Des clientes chinoises chez les coiffeurs africains

Carnet de route. Notre chroniqueuse revient du Togo. En plus des tracas habituels qu’elle a rencontrés sur place, comme à chaque fois qu’elle va s’assurer d’une livraison de végétaux, une surprise l’attendait au salon de coiffure du quartier. Un ami libanais, lui, n’est pas étonné

Appelée une fois de plus à me rendre au Togo, petit pays de 5 millions d’habitants situé sur la côte Ouest de l’Afrique, j’ai pris l’avion le mois dernier en direction de Lomé, la capitale. But du voyage? Contrôler le départ du container de ma dernière commande de troncs de cocotiers et de lianes diverses. Que les écologistes se rassurent, l’engagement a été pris de replanter tout ce qui a été coupé!

Arrivée à destination, c’est un choc thermique d’abord avec des bouffées de chaleur dignes d’un sauna et un choc culturel ensuite, même s’il se répète à chaque voyage. D’ailleurs, le terme «choc» est faible au regard de ce qui se passe. L’avion se déverse dans un espace très restreint, appelé hall d’accueil, et seuls deux guichets sont ouverts pour le passage de la douane. Après une heure et demie de queue, j’aperçois enfin le chauffeur qui m’attend à chaque fois à l’aéroport et qui me souhaite «bonne arrivée».

Le lendemain, j’entre dans le vif du sujet en allant saluer la tenancière du salon de coiffure du quartier, d’où se diffusent et se déforment tous les potins du pays, vrais ou faux. Et là, une nouveauté. Plusieurs Chinoises sont installées devant les miroirs. Elles communiquent avec les coiffeuses et les autres clientes dans un français tout à fait acceptable. J’apprends qu’elles travaillent soit pour l’ambassade chinoise ou le consulat, soit pour des entreprises créées ici par des ressortissants de l’Empire du Milieu.

La plupart de leurs enfants sont d’ailleurs inscrits au lycée français de Lomé et sont parfaitement intégrés à cette scène internationale où se meuvent des Togolais et des expatriés de tous horizons. Les liens tissés entre le Togo et la Chine sont à la fois anciens et très étroits, ils remontent à un voyage à Pékin de l’ancien président à vie Yeadema Gnassingbé. Le Togo a beau être doté de phosphates et de coton, il n’en reste pas moins un des pays les plus pauvres d’Afrique. La Chine a donc investi des sommes considérables dans différents domaines comme l’éducation, la santé et l’agriculture. Les Togolais sont donc bien obligés de composer avec ces nouveaux investisseurs, qui ne sont pas venus ici pour faire du bénévolat ou de la philanthropie, mais bien des profits conséquents.

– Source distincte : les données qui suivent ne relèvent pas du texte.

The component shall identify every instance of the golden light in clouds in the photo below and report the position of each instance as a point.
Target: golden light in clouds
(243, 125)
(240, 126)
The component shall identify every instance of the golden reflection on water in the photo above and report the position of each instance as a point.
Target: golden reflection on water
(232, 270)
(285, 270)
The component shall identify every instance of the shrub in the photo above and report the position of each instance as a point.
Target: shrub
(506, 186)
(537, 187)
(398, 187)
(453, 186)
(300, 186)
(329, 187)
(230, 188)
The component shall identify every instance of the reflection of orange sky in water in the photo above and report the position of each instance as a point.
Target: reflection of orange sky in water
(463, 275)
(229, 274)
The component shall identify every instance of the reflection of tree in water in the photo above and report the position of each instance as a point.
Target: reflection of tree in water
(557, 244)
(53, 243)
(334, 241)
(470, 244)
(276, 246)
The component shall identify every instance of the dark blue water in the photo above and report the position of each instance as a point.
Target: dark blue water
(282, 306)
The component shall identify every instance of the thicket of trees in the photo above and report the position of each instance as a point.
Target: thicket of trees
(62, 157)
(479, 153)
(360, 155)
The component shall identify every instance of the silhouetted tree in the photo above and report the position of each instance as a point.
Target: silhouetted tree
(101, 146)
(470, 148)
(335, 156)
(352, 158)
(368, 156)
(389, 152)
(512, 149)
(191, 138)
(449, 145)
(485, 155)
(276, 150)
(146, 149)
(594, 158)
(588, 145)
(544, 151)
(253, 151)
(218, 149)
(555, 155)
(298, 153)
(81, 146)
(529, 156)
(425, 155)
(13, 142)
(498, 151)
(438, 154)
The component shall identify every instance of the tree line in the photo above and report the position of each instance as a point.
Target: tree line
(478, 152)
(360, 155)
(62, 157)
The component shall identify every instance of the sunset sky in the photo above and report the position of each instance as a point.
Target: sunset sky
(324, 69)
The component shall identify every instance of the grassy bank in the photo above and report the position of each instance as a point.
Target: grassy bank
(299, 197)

Mais… Comment réagit la communauté libanaise, installée depuis des décennies en Afrique de l’Ouest? Pour en savoir plus, je téléphone à un ami libanais qui dirige une grande usine de plastique et lui demande si la concurrence Chinoise n’est pas trop rude. Soupirs. Il me confirme que depuis l’arrivée des Chinois, la communauté libanaise de Lomé s’est rétrécie au point de ne plus compter que 3000 résidents. Beaucoup de familles libanaises ont déménagé leurs affaires au Sénégal ou en Côte d’Ivoire.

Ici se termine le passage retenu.